In questa guida vedremo come utilizzare JSON con PHP per creare uno scambio dati tra applicazioni client-server.

Caratteristiche di JSON

JSON è basato sul linguaggio JavaScript Standard ECMA-262 3ª nella versione rilasciata durante il dicembre 1999, anche se è stato sviluppato in modo indipendente dal suo sorgente.
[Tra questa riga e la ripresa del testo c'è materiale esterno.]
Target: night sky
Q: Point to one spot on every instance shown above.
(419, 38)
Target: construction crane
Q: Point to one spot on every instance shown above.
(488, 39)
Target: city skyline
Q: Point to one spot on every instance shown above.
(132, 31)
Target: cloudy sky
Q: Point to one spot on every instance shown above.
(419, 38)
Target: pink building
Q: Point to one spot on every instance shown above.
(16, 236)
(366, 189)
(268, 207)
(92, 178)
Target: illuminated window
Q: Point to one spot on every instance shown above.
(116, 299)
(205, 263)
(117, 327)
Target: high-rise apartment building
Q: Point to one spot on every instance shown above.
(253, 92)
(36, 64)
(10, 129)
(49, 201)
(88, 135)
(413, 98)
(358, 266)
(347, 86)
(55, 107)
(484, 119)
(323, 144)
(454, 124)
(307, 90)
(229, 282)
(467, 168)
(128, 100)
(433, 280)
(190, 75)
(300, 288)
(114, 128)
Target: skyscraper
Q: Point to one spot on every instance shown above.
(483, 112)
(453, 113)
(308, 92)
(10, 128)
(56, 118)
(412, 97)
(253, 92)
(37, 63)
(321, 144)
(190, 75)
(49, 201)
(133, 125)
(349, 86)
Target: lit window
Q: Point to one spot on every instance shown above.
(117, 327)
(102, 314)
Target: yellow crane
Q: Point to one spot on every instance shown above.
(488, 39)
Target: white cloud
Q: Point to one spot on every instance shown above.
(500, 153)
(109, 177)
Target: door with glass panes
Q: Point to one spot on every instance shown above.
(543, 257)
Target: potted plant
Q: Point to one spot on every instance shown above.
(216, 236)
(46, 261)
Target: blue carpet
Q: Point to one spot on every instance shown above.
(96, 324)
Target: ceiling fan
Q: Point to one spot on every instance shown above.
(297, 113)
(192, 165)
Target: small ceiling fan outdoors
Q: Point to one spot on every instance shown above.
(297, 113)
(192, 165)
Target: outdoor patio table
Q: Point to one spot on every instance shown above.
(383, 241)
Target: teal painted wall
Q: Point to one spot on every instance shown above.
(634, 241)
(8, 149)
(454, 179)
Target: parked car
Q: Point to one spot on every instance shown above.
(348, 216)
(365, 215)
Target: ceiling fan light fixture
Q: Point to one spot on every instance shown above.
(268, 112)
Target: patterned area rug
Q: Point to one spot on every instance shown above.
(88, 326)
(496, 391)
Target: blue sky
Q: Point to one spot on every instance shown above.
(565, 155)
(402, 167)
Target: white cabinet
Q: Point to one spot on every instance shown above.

La diffusione di questo formato è dovuta, con tutta probabilità, alla sua estrema semplicità d'utilizzo, esso supporta inoltre una grande varietà di tipi di dato che, come è possibile osservare tramite il successivo elenco, sono poi in linea generale gli stessi integrati nei typesystems della maggior parte dei linguaggi per la programmazione e lo scripting:

  • NULL: dato privo di valore;
  • BOOLEAN: valori che possono essere o veri (TRUE o "1") o falsi ("0" o FALSE);
  • INTEGER: valori numerici interi;
  • REAL e FLOAT: valori reali o in virgola mobile;
  • STRING: serie (anche prive di elementi) di caratteri Unicode delimitati tramite doppi apici;
  • ARRAY: serie ordinate composte da valori separati tramite virgole e delimitati da parentesi quadre;
  • ARRAY ASSOCIATIVI: serie ordinate composte da coppie chiave-valore separate tramite virgole e delimitate da parentesi graffe;
  • OGGETTI: serie non ordinate di coppie di nomi e valori separate tramite virgole e delimitati da parentesi graffe.

Se da una parte le similitudini sono immediatamente osservabili, dall'altra è importante notare che vi sono anche alcune differenze tra i tipi di dato di JSON e quelli di molti linguaggi; i più attenti avranno sicuramente notato come il tipo STRING di questo formato sia praticamente identico a quello utilizzato per Java o C, però, si tenga conto che il discorso cambia per i tipi numerici dove JSON non supporta la numerazione ottale o decimale.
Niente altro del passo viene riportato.